Heute etwas persönlicher….

Manchmal spüre ich große Demut in meiner Mutterrolle.
Immer wieder betrachte ich meine Kinder, wenn sie schlafen. Dann führe ich mir vor Augen, dass es mir bzw. uns offensichtlich gelingt, ihnen eine so wohlige Atmosphäre zu Hause zu schaffen, dass sie diese Ruhe finden können. Oder wenn sie wie vor kurzem krank sind und sie nicht viel brauchen, sondern primär meine Nähe, meine Umarmung, um sich den Viren entgegenzustellen. Oder auch wenn ich es bin zu der sie hinlaufen, wenn sie sich wehgetan haben.
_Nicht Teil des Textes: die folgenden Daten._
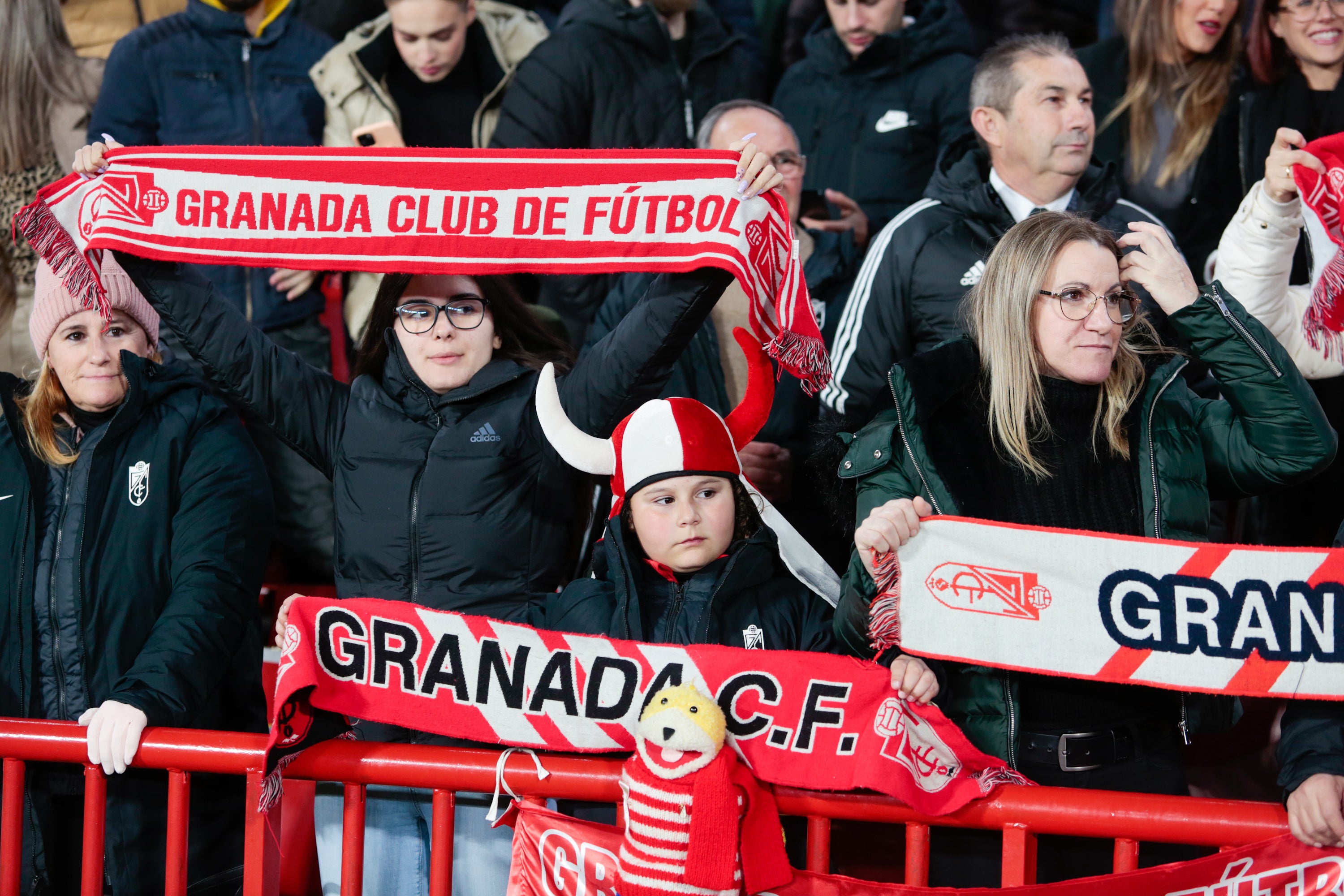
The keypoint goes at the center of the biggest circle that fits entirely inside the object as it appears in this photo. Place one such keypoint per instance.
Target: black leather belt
(1089, 750)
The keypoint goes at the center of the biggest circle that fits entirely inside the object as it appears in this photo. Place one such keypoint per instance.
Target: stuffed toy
(698, 823)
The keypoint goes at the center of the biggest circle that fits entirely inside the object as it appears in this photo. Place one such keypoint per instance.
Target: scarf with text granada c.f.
(435, 211)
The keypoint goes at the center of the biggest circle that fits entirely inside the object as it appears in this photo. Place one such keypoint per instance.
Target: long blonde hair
(49, 437)
(1002, 322)
(1195, 92)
Dass es dann oft schon ausreicht, wenn ich sie drücke, frage, wo es wehtut und dann auf diese Stelle puste.

Viele solche Beispiele im Alltag machen mich demütig.
Natürlich wird mir dann auch die Verantwortung bewusst, die ich trage und wie wichtig es ist, dass ich sie ernst nehme und mich ihr stelle. Doch zu wissen, dass ich als Person es bin, mit meinem Sein, meinen Fähigkeiten, meiner Anwesenheit, die für diese kleine Wesen die erste Anlaufstelle ist und dass dies im ersten Moment auch ausreicht, hilft mir, mich dieser Verantwortung jeden Tag zu stellen.